- Born: Séamus Mac Mathúna 1945 (age 79–80) Belfast

Academic background
- Education: St. Mary's Christian Brothers' Grammar School, Belfast
- Alma mater: Queen's University Belfast

Academic work
- Discipline: Celtic Studies
- Sub-discipline: Irish language
- Institutions: University of Uppsala University of Galway Ulster University

= Séamus Mac Mathúna =

Irish language scholar

Séamus Mac Mathúna (born 1945) is an Irish language and Irish literature scholar and university professor.

==Biography==
Séamus Mac Mathúna was born in Belfast in 1945 where he attended St. Mary's Christian Brothers' Grammar School, Belfast. He then attended Queen's University Belfast where he obtained a B.A. (Hons) in Celtic Studies. This was followed by post-graduate research into Indo-European, Old Norse and Linguistics at the University of Zürich and the University of Iceland, Reykjavík. He was awarded a Ph.D. in Celtic Studies by Queen's University Belfast.

In 1970, he was appointed to a Lectureship in Celtic Languages and Literatures at the University of Uppsala, Sweden. He then moved to a Statutory Lecturer in Modern Irish at University College, Galway in 1976. In 1980, was appointed Professor of Irish at Ulster University from which he retired in 2014.

==Research==
He has conducted research into Early Irish language and literature; Irish folklore; the syntax, semantics and lexicon of Irish; and Celtic links with Nordic, Slavic and Germanic cultures.

==Awards==
- Member of the Royal Irish Academy (Vice-president 2009–13)
- Corresponding Member of the Austrian Academy of Sciences
- President of Societas Celto-Slavica
- Joint General Editor of the society's journal, Studia Celto-Slavica.

==Publications==
These are detailed in the Bibliography of Irish Linguistics and Literature at the Dublin Institute for Advanced Studies.
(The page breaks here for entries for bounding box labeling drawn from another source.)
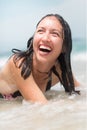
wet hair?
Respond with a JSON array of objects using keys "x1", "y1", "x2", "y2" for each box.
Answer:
[{"x1": 12, "y1": 14, "x2": 79, "y2": 94}]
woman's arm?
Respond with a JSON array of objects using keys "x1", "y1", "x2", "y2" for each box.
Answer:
[{"x1": 10, "y1": 59, "x2": 47, "y2": 103}]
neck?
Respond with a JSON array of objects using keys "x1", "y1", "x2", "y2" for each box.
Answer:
[{"x1": 33, "y1": 54, "x2": 54, "y2": 74}]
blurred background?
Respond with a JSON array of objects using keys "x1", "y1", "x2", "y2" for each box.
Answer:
[{"x1": 0, "y1": 0, "x2": 86, "y2": 57}]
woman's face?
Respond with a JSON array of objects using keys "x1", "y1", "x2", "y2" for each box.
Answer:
[{"x1": 33, "y1": 16, "x2": 63, "y2": 63}]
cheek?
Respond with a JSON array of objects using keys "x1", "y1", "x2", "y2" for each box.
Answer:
[{"x1": 55, "y1": 40, "x2": 63, "y2": 53}]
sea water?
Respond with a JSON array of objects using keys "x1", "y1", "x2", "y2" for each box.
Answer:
[{"x1": 0, "y1": 39, "x2": 87, "y2": 130}]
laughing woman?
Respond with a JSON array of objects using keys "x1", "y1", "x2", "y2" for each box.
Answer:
[{"x1": 0, "y1": 14, "x2": 79, "y2": 103}]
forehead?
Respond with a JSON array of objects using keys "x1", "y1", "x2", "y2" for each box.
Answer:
[{"x1": 37, "y1": 16, "x2": 62, "y2": 29}]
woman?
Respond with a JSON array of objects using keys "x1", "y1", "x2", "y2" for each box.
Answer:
[{"x1": 0, "y1": 14, "x2": 79, "y2": 103}]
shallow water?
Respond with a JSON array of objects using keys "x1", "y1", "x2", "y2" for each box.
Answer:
[{"x1": 0, "y1": 54, "x2": 87, "y2": 130}]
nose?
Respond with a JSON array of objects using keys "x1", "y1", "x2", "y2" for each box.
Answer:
[{"x1": 42, "y1": 32, "x2": 50, "y2": 42}]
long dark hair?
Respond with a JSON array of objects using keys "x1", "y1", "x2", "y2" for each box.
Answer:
[{"x1": 12, "y1": 14, "x2": 79, "y2": 94}]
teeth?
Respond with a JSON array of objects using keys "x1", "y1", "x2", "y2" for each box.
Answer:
[{"x1": 40, "y1": 45, "x2": 51, "y2": 51}]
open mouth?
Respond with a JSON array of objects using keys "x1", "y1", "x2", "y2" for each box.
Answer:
[{"x1": 39, "y1": 45, "x2": 52, "y2": 53}]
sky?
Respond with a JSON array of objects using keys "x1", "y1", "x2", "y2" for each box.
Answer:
[{"x1": 0, "y1": 0, "x2": 86, "y2": 53}]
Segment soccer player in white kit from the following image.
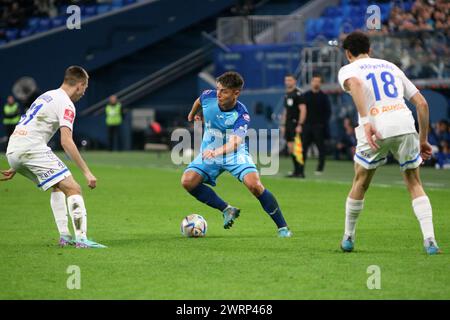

- Mac Mathúna, S. (1985). Immram Brain: Bran's Journey to the Land of the Women
- Mac Mathúna, S. (1995). Collins Gem Irish Dictionary
- Ó Corráin, A., & Mac Mathúna, S. (1997). Collins Pocket Irish Dictionary
- Mac Mathúna, S. (2007). On the Definite Article and Definite Descriptions in Irish
- Mac Mathúna, S., & Corrain, A. (eds) (1997). Miscellanea Celtica in Memoriam Heinrich Wagner
- Mac Mathúna, S. (2006). Parallels between Celtic and Slavic
- Mac Mathúna, S. (2012). Ireland and Armenia: Studies in Language, History and Narrative
- Borsje, M., Dooley, A., Mac Mathúna, S., & Toner. G. (eds) (2014). Celtic Cosmology. Perspectives from Ireland and Scotland. Toronto: Pontifical Institute of Mediaeval Studies.

A Festschrift in his honour was presented to him on his 75th birthday and launched at the 17th International Symposium of Societas Celtologica Nordica held in Uppsala on 7–10 May 2020.